Alcoholmalism poisoning Stressstress


Psychologist, head of client counseling department.

Specialist in addictive behavior, addiction and codependency problems.

All authors

Contents of the article

  • Types of dependency denial
  • How to solve the problem of dependency denial?

In the treatment of alcohol dependence, it is necessary to overcome the syndrome of denial of the problem. Only an alcoholic who accepts addiction can fully recover and start a new life.

Alcoholics always deny their addiction and find numerous excuses. They believe that they are quite entitled to a glass of alcohol after a busy day, they drink because of problems at work or difficult relationships with loved ones. Dependent people believe that they drink no more than others and can stop at any time. They think it's okay to drink on occasion and endlessly celebrate dates that have nothing to do with their personal lives.

According to experienced psychologists, alcoholics really do not lie to others. The mechanism of denial of dependence is triggered, while the alcoholic comes up with explanations not even for others, but is afraid to admit the problem to himself.

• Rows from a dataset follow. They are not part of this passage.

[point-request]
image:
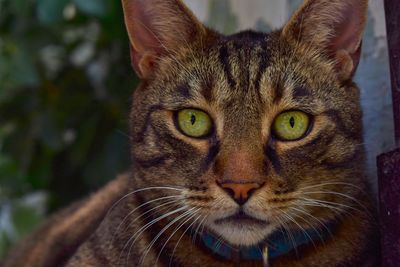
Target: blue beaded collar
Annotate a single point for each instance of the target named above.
(278, 244)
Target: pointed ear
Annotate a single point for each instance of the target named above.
(157, 28)
(334, 26)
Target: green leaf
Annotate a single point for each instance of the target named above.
(50, 11)
(92, 7)
(25, 219)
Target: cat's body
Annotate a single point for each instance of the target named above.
(239, 180)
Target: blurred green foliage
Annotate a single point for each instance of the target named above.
(65, 92)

Denial is a kind of deep-seated mechanism for protecting the psyche of an addict. An alcoholic really believes that he drinks only because:

  • no one understands him;
  • there is a tense situation at work;
  • alcohol is consumed by all people in Russia;
  • drinking a small dose of alcohol several times a week, it is impossible to sleep.

Dependent people can be tested on a lie detector, which will confirm that they are telling the pure truth, but this is only their truth, which has nothing to do with reality.

Types of dependency denial

There are several types of dependency denial. Sometimes the denial of the problem is aimed at downplaying the frequency of drinking or the amount of alcohol consumed. The drunk says that he drank too much because he did not receive a long-awaited promotion or was fined for drunk driving.

Another type of denial is projection onto others. The alcoholic condemns other people who abuse alcohol, but does not notice their own problems. He believes that a neighbor who drinks cheap vodka every day, quarrels with his wife and cannot find a job, is really a drunken alcoholic, and a respectable businessman who provides for his own family can relax and afford 100 grams of elite cognac after dinner and not fall into addiction.

There is a denial aimed at finding a rational explanation for unreasonable actions. An alcoholic believes that he drinks because of a bad wife, an unfair boss, financial problems, too demanding parents. Often, addicted people say that alcohol has a beneficial effect on the functioning of the heart and blood vessels, forgetting that daily drinking in large quantities can cause serious deterioration in health and even lead to death.

Alcoholics who have lost their jobs, families and loved ones due to addiction find an excuse for themselves, saying that drinking is better than injecting.

Quite often, alcoholics cite as an example great people who drank, but at the same time created talented works.